Murdoch stressed, however, that these numbers are not enough to account for the drop in midwater fish population, a phenomenon the panel will continue to study.
- The population of bottom-dwelling fish, which include older queenfish and white croaker, actually increased to a distance of more than 1 kilometer from the plant. Total weight of the fishes increased by 60% to 100% during the 14 years of the study. The increase in bottom-dwelling fish was not a surprise, however, and had been predicted before the San Onofre expansion.
The keystone of Murdoch’s report, however, was the update on the goop, which he said is settling on a kelp bed just south of the outfalls. The bed, which measures 1 square kilometer, is of prime concern to the scientists and will be examined before the final report is released.
Murdoch told commissioners he believes the power plant is to blame for the sticky silt, which first began to show up in 1985, a year after the third reactor came on line. The patches of silt, which measure a meter deep in some areas, have spread on the ocean bottom.
After the meeting, Murdoch said he believes the goop was formed in the hot water plume coming out of San Onofre.
“The plume has small particles of dirt, and what I think may happen is that the turbulence by the plume combines small organisms with the inorganic material, to give it its cohesiveness,” he said.
He stressed, however, that his personal feelings are not the conclusions of the panel. Southern California Edison’s representative on the three-member board, scientist Byron Mechalas, told commissioners he believes the goop will prove to be a naturally occuring phenomenon.
“Some of our investigators have found that there is a clay outcropping on the edge of the kelp bed,” Mechalas said after the meeting. “What we think is happening is that this clay outcropping is covered with a layer of sand.

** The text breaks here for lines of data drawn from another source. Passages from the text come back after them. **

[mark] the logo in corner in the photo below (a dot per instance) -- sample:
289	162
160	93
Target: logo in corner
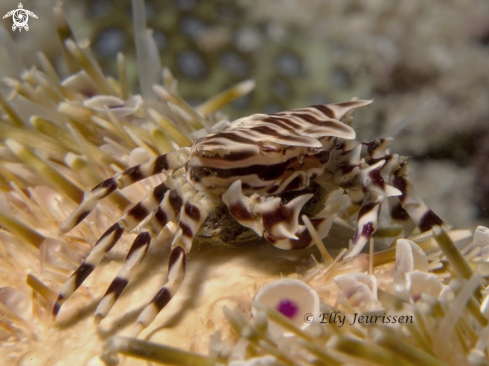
20	17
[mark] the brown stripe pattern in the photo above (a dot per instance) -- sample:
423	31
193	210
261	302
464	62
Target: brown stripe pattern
248	164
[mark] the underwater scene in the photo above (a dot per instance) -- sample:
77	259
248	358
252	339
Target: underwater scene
244	183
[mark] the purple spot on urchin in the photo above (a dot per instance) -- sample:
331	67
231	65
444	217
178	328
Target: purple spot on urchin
287	308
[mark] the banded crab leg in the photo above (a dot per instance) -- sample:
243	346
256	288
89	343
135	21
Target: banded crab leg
128	222
412	204
193	215
159	164
168	209
277	223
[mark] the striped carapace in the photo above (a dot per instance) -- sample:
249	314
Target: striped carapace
246	167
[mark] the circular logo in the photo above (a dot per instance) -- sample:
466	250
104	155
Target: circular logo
20	18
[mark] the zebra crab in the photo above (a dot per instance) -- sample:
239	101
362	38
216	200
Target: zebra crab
247	167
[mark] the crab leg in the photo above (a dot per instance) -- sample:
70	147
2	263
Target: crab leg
192	217
159	164
422	215
166	211
128	222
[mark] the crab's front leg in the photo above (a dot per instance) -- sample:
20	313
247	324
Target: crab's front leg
192	216
277	223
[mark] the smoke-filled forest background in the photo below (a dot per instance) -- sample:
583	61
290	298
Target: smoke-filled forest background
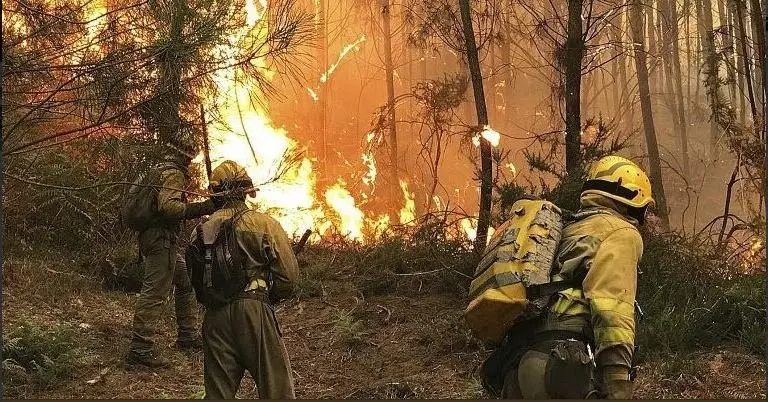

Because of the shift in current with the seasons, this outcropping is eroding, it is being eaten away, and the sediment from the clay is spreading over the cobbles and coats the rock.
“That’s our theory of what’s happening . . . . It’s just something that we have started to notice,” he said.
Wednesday’s interim report about the environmental effects of San Onofre seemed to stir the coastal commissioners less than the $40-million price tag of the scientific study, which has been funded with Southern Edison money.
David Malcolm, a Chula Vista City Council member, said he was angered that the Coastal Commission spent the money on a scientific study when it could have used the funds to stop raw sewage pouring out of Tijuana and into the South Bay communities.
“I think it’s atrocious,” said Malcolm. “I don’t think the people are being served.”
The final scientific report will include further environmental studies not completed by Wednesday, including changes in the kelp bed, sand crabs and other marine organisms near the power plant.